Con tono solemne y victimista, Torres asegura no tener nada que ocultar. “Todo se origina en una denuncia sin rostro”, dice, como si las fiscalías federales abrieran carpetas de investigación con solo un recadito anónimo pegado en la puerta. Lo que omite es que esa denuncia, presentada en junio de 2025, viene acompañada de señalamientos concretos: pagos mensuales por permitir el libre operar del Cártel de Sinaloa en Baja California, lavado de dinero mediante bienes raíces en Estados Unidos y uso de empresas fachada para financiar campañas.
¿Casualidad que su nombre aparezca justo cuando ya no ocupa un cargo? ¿Coincidencia que su hermano también esté implicado como presunto operador financiero del narco? La respuesta oficial: silencio o comunicados llenos de indignación selectiva. Mientras tanto, la FGR guarda un hermetismo que raya en la complicidad.
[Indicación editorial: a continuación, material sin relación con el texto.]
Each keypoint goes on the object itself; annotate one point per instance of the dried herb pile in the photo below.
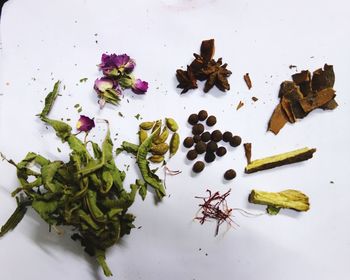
(155, 143)
(86, 193)
(204, 68)
(302, 95)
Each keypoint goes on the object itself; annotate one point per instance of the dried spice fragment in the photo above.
(279, 160)
(202, 68)
(248, 151)
(247, 80)
(302, 95)
(186, 80)
(240, 105)
(291, 199)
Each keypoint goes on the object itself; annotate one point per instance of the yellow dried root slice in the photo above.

Basta de que la etiqueta “anónima” sirva de salvoconducto para limpiar la imagen de personajes que han estado demasiado cerca del poder. Porque aunque Torres diga que ya no está en la política, su apellido sigue incrustado en el corazón del gobierno estatal.
A lo mejor todo es falso. Pero si de verdad quiere defender su honor, que abra sus cuentas, que explique los bienes en el extranjero, que enfrente la justicia con hechos, no con frases pulidas por un asesor de crisis.
La opacidad institucional es lo que da vida a estas tramas. Lo demás es retórica para ingenuos.